No More ER Analysts

Wanted to grasp on what everyone thought about this - as I can see both sides of the spectrum of this argument.

Read an article from BI stating that with CRM (i.e. SalesForce, etc.) technology advancing in the ER workforce and ultimately cutting out some ER spots in firms. Firms are going to be paying even less to get reports from analyst since they have almost enough information that they need for their analysis unless they'd prefer the written version rather than having it automated.

Hedge funds are going more towards the ETF/index-tracking route, but I feel boutiques should be okay despite this anticipated change.

Thoughts?

See Business Insider article:
http://www.businessinsider.com/equity-research-an…

 
  1. This topic has already been discussed numerous times
  2. Business Insider sucks
  3. Yes, there are going to be fewer stock analysts. But the unique advantage humans have over machines (AI, or whatever you call it) is the ability to have a 3-12 month view, whereas machines are superior in the short time horizon. Therefore, I am confident that ER as a whole is not going to shut down completely.
 
Best Response
pacificoast:

1. This topic has already been discussed numerous times
2. Business Insider sucks
3. Yes, there are going to be fewer stock analysts. But the unique advantage humans have over machines (AI, or whatever you call it) is the ability to have a 3-12 month view, whereas machines are superior in the short time horizon. Therefore, I am confident that ER as a whole is not going to shut down completely.

I wanted to echo what pacificoast wrote.

Also keep in mind that the decline of equity research is more of a result of declining equity commissions/failure of actively managed industry to consistently beat benchmark then it is AI/automation shrinking jobs. As the article also mentioned, do we really need 30-40 analyst covering Apple when the majority share undifferentiated views?

 

This. ER is paid for by commissions...with declining commissions there is less money for ER. Pretty simple really It's not about automation of research. Numbers only tell part of the story. Calls with management, experts, etc. are really what connect the dots that are the numbers.

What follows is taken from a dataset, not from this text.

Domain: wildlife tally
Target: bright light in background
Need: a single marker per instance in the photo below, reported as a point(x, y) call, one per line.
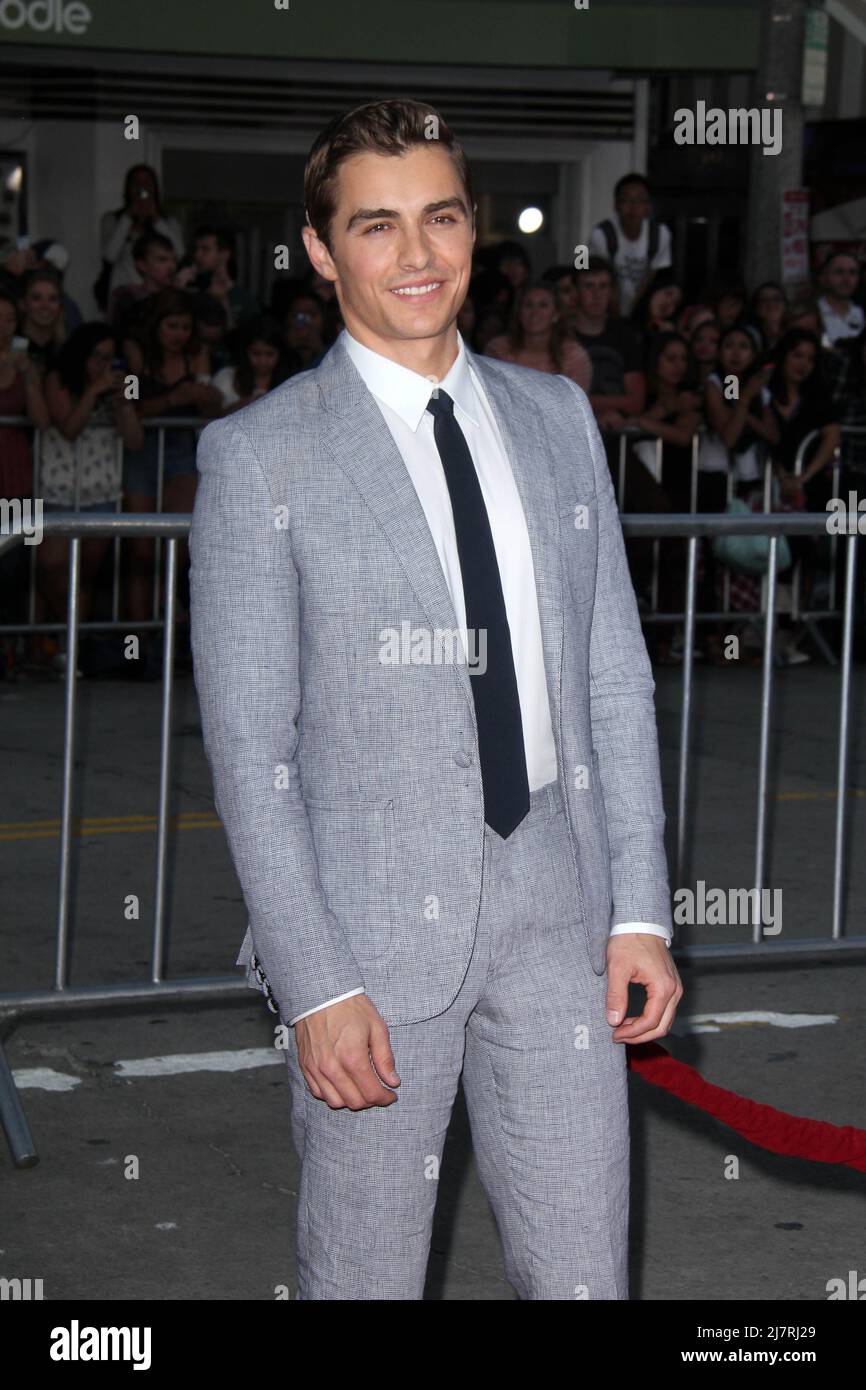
point(530, 220)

The hypothetical scenario where true research went away would be a great case study of the law of unintended consequences. Good research is needed and it would be a really shitty market if it went away.

 
pacificoast:

3. Yes, there are going to be fewer stock analysts. But the unique advantage humans have over machines (AI, or whatever you call it) is the ability to have a 3-12 month view, whereas machines are superior in the short time horizon. Therefore, I am confident that ER as a whole is not going to shut down completely.

This is complete and total rubbish. Its obvious that you have absolutely no idea what quants do.

 

The downfall/decline in ER revenues is due to the failure of active management to generate returns appropriate for their fees. The next frontier in Asset Management is low fees and passive management (mostly because of the low fees associated with it), and both of those lead to lower ER revenues.

"There's nothing you can do if you're too scared to try." - Nickel Creek
 

I'd guess that in 10 years there are 50%-75% as many sell side research analysts/associates. And those that are still working will be making 50%-75% of what an equivalent person makes now. The business model is fundamentally flawed as it is and will be even more so as active mgmt fees trend lower. But research can't and won't just go away.